I felt horrible. What did Satan do to deserve this kind of treatment? Not put away his Chutes-and-Ladders Game? I didn’t even know what he looked like. I raised my hand and inquired about his looks only to meet with the cold, dead stare of a woman who probably never felt the touch of another human being.

“Class?” she began, “what does Satan look like?”

A small boy raised his head and said, “A red man with the head of a goat.”

“That’s correct Adam. Did you understand that Elizabeth?”

I nodded even though I didn’t.

“Now get started, children.” The teacher said.

I was terrified. I liked goats, as well as the color red.

I thought about the goats at the petting zoo and imagined setting them on fire. In my head I could hear their pain-filled bleats as their flesh turned black and fell from their bones in gelatinous pools. “Why, Elizabeth, why? What did we do to you?” they would say before turning to ash at my feet.

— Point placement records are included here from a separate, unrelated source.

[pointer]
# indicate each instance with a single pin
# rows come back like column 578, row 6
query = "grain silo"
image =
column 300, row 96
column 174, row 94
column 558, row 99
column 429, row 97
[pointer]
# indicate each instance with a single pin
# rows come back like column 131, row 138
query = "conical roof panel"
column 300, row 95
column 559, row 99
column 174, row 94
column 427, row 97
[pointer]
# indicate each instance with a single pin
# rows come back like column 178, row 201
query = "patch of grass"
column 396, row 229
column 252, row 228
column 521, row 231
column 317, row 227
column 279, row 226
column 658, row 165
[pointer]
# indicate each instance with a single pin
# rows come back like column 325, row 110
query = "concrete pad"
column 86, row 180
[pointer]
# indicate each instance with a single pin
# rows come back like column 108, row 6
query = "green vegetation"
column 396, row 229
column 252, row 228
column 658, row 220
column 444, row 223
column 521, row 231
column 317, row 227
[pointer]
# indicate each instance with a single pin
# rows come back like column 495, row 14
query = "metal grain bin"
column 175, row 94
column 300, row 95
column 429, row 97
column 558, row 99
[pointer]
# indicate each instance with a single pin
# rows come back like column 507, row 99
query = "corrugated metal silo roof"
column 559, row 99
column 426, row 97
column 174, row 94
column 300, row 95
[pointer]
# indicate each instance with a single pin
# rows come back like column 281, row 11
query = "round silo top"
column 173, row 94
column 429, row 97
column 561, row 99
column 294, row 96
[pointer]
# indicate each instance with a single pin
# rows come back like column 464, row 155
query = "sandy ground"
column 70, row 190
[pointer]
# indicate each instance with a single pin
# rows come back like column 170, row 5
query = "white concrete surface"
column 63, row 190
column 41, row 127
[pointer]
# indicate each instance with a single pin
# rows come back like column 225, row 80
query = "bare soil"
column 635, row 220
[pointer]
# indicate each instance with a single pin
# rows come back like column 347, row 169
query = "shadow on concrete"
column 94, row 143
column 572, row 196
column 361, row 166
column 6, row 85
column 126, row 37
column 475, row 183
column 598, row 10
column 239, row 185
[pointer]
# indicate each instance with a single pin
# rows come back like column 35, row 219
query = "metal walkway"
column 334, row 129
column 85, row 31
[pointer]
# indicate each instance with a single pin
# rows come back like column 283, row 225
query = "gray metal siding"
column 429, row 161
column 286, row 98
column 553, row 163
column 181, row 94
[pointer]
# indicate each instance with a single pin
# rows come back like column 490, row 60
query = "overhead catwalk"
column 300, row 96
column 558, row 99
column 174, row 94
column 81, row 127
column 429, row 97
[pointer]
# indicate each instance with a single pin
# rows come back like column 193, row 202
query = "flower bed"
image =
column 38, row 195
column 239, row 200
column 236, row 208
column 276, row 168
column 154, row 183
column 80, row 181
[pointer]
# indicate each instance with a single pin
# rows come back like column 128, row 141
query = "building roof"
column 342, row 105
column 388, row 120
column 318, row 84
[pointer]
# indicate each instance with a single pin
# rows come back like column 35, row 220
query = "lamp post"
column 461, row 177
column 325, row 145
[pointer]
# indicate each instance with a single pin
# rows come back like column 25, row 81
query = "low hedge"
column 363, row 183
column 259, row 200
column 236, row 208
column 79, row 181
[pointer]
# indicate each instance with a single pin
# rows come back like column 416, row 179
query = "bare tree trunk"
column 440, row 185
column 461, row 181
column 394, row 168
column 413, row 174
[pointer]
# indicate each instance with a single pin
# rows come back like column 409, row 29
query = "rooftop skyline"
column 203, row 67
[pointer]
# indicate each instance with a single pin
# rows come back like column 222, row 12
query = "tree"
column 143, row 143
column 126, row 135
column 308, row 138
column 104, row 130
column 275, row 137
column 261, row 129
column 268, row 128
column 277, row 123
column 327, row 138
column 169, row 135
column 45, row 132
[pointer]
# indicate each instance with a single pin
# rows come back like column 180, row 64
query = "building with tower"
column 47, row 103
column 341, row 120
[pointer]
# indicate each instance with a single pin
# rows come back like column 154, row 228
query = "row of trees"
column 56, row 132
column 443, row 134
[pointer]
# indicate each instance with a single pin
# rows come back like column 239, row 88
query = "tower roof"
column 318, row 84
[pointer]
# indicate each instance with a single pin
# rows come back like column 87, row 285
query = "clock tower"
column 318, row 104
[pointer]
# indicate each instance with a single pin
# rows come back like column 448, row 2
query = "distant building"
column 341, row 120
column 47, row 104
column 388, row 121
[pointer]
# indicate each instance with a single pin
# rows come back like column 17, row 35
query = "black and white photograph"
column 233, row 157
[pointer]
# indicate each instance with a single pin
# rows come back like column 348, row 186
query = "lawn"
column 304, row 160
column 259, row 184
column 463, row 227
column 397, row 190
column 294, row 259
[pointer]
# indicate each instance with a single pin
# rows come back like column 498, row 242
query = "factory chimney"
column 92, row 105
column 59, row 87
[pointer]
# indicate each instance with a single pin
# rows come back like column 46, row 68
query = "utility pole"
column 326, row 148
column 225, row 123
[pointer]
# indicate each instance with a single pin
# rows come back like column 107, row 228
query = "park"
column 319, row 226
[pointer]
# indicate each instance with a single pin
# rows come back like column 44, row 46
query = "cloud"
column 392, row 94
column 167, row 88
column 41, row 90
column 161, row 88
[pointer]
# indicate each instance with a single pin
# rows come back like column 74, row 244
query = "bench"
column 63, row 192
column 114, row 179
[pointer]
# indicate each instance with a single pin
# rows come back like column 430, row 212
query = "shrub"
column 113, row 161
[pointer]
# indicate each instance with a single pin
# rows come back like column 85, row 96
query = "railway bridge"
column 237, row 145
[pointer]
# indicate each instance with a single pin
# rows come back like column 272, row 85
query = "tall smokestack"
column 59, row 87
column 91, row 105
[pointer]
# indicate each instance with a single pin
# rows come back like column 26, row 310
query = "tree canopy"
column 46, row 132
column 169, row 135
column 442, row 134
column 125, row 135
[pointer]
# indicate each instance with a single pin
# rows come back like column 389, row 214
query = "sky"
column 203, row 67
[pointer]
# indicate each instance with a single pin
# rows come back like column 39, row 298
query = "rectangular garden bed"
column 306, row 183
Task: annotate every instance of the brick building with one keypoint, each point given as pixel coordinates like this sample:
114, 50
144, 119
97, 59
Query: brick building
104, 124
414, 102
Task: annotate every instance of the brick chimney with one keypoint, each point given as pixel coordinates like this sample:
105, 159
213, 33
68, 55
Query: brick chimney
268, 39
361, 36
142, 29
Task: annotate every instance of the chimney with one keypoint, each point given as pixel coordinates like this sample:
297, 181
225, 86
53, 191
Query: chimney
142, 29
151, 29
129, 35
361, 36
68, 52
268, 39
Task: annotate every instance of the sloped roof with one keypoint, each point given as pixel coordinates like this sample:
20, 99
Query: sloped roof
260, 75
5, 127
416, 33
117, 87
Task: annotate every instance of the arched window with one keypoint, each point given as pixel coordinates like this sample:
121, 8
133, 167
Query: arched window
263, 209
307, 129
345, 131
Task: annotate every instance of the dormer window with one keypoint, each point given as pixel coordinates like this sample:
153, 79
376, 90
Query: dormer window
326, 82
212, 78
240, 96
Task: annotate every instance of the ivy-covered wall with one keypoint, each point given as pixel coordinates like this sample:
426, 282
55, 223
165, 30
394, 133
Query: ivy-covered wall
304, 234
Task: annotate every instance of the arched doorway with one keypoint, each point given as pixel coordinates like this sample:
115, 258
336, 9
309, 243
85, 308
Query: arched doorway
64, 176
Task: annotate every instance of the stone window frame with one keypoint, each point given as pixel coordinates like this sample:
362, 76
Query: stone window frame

Sickened, I quietly glued macaroni shells to construction paper in the shape of a man-goat then painted it in red Tempera paint.

When it came time for the burning, I wanted to bolt from the room with my picture of Satan hidden safely inside my shirt and run straight home. I thought that I could put him on the refrigerator with all my other paintings, where he could live. I thought that Satan might like being next to my drawing of Mt. Hood; he would probably like being up in the mountains, grazing on tall grasses, and then we could ride down the mountain on my sled.

Slowly I backed out of the room and made my way to the bathroom to hide until my mom picked me up.

I could hear the muted prayer from my religious studies class begin and then the smell of burning pasta wafting into the bathroom. I took out macaroni Satan and kissed him on his still tacky-wet surface.

“Don’t worry, you’ll be safe soon,” I said, sliding him back into the warmth of my shirt.

When the prayers stopped, and I heard the sounds of the class leaving the room, I left the sanctuary of the bathroom and blended in with the crowd. I walked out onto the sidewalk to wait for my mother’s car.

“How was class today?” She asked as I slid into the backseat.

I didn’t answer. The trauma of my almost-sacrifice was still too close to the surface. We rode home in total silence.

“Are you alright? Did something happen?” She asked again.

“We burned goats.” I said.

“What?”

I went to my room and removed Satan from my shirt. Looking at him, he seemed like such a nice goat-man, not someone who should be burned alive in the middle of a religious studies class. I decided to put the painting above my bed next to my framed pictures of Raggedy Ann & Andy, because they were red too.

My mom came in and asked me if I wanted to talk about what had happened. I told her all about burning Satan. She stared at the picture and back at me, likely trying to figure out what to say to a five-year-old about to align themselves with the Prince of Darkness.

“Satan…looks…very…nice.” She said.

“Thanks.”

“How about you change out of your good clothes, and I’ll make you some lunch?” she said.

“Okay.”

As I was taking off my dress, I spotted my Jesus doll lying in the corner of my room and the old towel I used when I was Mary. I looked over at Satan and said, “Don’t worry, he’s been a very bad boy.”

I could have sworn I saw Satan smile.